I was thinking this, too. Here's an even crazier thought: don't even make it rack mount. Make it NUC-sized. Two PB&Js stacked on top of each other, that's the form factor. EC2 except it lives under the couch.
Their engineered power and cooling solutions are all for rack-scaled hardware, doing a NUC wouldn't make sense. Now a silent and efficiently cooled studio-sized rack with enough hardware (including AMD GPUs) for reasonably quick AI inference with the latest local models, that's something that they could do and be quite popular.

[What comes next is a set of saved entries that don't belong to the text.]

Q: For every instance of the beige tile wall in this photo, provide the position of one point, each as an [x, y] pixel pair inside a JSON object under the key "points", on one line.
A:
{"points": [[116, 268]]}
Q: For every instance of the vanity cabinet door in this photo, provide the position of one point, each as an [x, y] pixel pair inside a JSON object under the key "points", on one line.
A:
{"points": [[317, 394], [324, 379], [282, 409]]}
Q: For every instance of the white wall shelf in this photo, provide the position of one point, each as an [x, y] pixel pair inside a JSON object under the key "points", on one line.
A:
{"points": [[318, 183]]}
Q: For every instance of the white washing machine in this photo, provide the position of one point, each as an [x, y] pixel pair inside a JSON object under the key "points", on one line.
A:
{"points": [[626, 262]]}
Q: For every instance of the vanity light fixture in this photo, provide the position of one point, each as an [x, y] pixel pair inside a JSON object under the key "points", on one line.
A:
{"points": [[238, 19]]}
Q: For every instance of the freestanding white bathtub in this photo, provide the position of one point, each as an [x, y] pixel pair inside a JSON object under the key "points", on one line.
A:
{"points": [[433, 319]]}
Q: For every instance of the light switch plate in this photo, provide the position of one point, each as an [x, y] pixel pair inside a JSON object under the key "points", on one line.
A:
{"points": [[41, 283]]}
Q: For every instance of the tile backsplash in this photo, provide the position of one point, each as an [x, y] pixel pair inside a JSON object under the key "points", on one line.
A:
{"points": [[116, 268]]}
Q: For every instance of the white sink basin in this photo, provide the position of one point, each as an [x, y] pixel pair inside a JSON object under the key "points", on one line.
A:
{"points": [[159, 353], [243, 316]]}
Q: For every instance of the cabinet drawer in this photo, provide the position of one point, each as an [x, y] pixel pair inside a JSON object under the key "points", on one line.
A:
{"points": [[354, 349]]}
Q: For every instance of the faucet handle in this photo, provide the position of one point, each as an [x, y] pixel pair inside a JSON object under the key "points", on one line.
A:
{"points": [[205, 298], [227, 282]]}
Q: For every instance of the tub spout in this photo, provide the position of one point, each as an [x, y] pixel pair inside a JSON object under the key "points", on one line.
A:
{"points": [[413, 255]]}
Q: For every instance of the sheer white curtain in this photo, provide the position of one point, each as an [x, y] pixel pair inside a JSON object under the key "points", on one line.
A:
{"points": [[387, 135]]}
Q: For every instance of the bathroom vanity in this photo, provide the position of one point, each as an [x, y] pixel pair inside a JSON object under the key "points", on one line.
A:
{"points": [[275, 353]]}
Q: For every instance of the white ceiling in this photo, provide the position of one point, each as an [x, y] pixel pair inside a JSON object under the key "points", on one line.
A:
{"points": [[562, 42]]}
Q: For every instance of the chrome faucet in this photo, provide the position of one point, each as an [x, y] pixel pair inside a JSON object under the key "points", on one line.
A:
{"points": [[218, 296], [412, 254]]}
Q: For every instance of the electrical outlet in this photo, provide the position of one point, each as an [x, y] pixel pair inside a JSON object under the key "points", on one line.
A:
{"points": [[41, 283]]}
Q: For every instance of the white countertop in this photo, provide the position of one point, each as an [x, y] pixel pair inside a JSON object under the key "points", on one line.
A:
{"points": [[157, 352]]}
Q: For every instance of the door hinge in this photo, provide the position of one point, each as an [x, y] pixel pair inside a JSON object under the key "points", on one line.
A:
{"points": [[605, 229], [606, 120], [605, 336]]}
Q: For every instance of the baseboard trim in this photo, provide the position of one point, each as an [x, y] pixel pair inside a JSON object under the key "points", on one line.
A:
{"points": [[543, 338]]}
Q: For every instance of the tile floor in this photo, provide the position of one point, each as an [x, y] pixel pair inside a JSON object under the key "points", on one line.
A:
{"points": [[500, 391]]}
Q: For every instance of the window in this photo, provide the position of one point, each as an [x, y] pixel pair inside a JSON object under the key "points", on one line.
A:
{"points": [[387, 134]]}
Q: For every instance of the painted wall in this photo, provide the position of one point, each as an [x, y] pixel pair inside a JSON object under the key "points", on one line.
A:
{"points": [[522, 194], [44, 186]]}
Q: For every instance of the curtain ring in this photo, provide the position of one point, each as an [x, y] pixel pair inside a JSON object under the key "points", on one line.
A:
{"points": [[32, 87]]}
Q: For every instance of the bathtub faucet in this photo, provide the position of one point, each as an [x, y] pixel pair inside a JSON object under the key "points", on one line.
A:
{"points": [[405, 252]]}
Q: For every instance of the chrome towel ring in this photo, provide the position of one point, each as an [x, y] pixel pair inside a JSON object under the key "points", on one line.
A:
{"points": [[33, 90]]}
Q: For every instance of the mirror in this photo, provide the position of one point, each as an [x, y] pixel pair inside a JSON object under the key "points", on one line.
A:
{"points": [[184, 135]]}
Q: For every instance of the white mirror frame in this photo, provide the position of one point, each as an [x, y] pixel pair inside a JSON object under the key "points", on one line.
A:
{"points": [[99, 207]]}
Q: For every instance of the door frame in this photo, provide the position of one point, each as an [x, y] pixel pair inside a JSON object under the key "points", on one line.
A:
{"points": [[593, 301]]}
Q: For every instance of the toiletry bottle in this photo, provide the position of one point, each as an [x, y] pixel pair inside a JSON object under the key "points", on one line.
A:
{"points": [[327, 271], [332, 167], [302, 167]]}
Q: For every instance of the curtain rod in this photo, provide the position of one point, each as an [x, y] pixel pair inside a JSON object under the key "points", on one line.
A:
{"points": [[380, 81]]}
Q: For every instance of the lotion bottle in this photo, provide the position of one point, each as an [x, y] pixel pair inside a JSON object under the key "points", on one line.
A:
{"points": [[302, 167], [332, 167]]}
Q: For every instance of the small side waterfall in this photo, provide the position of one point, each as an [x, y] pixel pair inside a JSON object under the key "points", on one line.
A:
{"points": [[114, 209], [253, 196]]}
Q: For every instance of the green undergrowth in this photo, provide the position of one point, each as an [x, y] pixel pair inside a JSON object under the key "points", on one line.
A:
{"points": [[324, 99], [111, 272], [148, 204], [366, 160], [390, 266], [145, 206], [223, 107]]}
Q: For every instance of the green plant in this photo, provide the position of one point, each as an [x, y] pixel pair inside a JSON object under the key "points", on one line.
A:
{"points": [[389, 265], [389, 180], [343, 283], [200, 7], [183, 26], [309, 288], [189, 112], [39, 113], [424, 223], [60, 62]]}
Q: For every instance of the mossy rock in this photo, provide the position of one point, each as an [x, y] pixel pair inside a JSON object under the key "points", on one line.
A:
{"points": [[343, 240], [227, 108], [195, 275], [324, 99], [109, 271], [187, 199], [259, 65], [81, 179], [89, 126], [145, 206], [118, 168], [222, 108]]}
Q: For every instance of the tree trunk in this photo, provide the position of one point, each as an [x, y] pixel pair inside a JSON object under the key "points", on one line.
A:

Right, it's the perfect size for a 10" mini rack designed primarily for home labs. Which is the form factor shown on the framework desktop mainboard product page.
10 in. wide mini racks are fine if you have very limited space at your disposal, but it's unclear that Oxide could bring much value there. The 19 in. width is not just for enterprise server equipment, it's in common use at studios that do all sorts of creative media production. That's where there's a really strong case that Oxide's rack-scaled solution (though of course in a reduced-height, custom format) could bring a lot of value, particularly given the recent explosive growth of local AI.
I'm not saying they should put their software stack on a Celeron (or whatever Intel calls their cheap CPUs now). But no racks, please. I just can't get with the "rack in my house" crowd. If you have a basement, then fine I guess. But I live in an apartment, and I don't have the space or patience for a computer that's the size of a mini fridge, and sounds like a jet engine.